A stochastic process $\{X_i\}_{i=0}^\infty $ is $n$-Markov if

$$P(X_{t+n}|X_{t+n-1}, X_{t+n-2}, \cdots , X_{t}) = P(X_{t+n}|X_{t+n-1})$$

for any $t \ge 0$.

We would prove that

An $n$-Markov stochastic process must be $m$-Markov while is not necessarily $l$-Markov where $l > n > m$


N+1 to N

First, we prove an (n+1)-Markov stochastic process must be n-Markov.

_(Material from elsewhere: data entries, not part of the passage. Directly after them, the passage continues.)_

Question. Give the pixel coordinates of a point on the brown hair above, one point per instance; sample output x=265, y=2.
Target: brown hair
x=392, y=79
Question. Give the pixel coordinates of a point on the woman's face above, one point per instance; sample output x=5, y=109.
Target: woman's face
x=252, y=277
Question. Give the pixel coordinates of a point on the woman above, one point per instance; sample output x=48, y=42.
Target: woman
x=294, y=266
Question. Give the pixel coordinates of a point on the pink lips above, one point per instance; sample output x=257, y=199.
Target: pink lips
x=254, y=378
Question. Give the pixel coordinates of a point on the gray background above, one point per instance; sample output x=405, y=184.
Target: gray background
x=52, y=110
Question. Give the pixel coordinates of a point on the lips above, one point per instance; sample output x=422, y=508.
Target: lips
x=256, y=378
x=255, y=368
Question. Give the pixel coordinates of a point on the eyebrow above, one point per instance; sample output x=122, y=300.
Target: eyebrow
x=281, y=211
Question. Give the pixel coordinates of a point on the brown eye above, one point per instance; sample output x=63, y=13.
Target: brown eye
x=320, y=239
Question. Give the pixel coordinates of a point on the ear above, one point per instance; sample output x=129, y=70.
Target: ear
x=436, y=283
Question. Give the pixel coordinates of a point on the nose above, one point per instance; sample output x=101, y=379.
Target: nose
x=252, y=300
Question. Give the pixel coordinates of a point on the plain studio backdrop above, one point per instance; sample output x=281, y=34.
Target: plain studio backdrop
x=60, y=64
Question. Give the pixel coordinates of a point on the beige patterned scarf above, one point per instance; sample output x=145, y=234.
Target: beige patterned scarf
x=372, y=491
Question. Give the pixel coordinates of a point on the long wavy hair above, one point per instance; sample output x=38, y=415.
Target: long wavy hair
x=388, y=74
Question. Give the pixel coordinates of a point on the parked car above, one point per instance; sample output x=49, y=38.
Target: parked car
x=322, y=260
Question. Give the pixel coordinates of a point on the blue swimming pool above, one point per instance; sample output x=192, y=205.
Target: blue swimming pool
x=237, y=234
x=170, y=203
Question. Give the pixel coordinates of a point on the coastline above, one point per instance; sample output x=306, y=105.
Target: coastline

Proof: Suppose $\{X_i\}_{i=0}^\infty$ is an $(n+1)$-Markov stochastic process. We have

$$P(X_{t+n}|X_{t+n-1}, X_{t+n-2}, \cdots, X_t) = P(X_{t+n} | X_{t+n-1})$$ for any $t \ge 0$, deriving

$$H(X_{t+n}|X_{t+n-1}, X_{t+n-2}, \cdots, X_t) = H(X_{t+n} | X_{t+n-1}).$$

Note that

$$\begin{align*} & H(X_{t+n}|X_{t+n-1}, X_{t+n-2}, \cdots, X_{t+1}, X_t) \\ \le & H(X_{t+n}|X_{t+n-1}, X_{t+n-2}, \cdots, X_{t+1}) \\ \le & \cdots \\ \le & H(X_{t+n} | X_{t+n-1}). \end{align*} $$

Therefore, these expressions have the same value which means

$$ \begin{align*} & I(X_{t+n};X{t}|X_{t+n-1}, X_{t+n-2}, \cdots, X_{t+1}) \\ = & H(X_{t+n}|X_{t+n-1}, X_{t+n-2}, \cdots, X_{t+1}) - H(X_{t+n}|X_{t+n-1}, X_{t+n-2}, \cdots, X_{t+1}, X_t) \\ = & 0. \end{align*} $$

Thus, $X_{t+n}$ and $X_t$ are independent given $X_{t+n-1}, \cdots , X_{t+1}$. Using

$$ \begin{align*} & P(X_{t+n}|X_{t+n-1}, X_{t+n-2}, \cdots, X_{t+1}, X_{t}) \\ =& \frac{P(X_{t+n}, X_t |X_{t+n-1}, X_{t+n-2}, \cdots, X_{t+1})}{P(X_t |X_{t+n-1}, X_{t+n-2}, \cdots, X_{t+1})} \\ =& P(X_{t+n}|X_{t+n-1}, X_{t+n-2}, \cdots, X_{t+1}), \end{align*} $$

iteratively, we could easily gain the conclusion.
Q.E.D.

N to N+1

Then we prove that there exists an n-Markov process that is not (n+1)-Markov.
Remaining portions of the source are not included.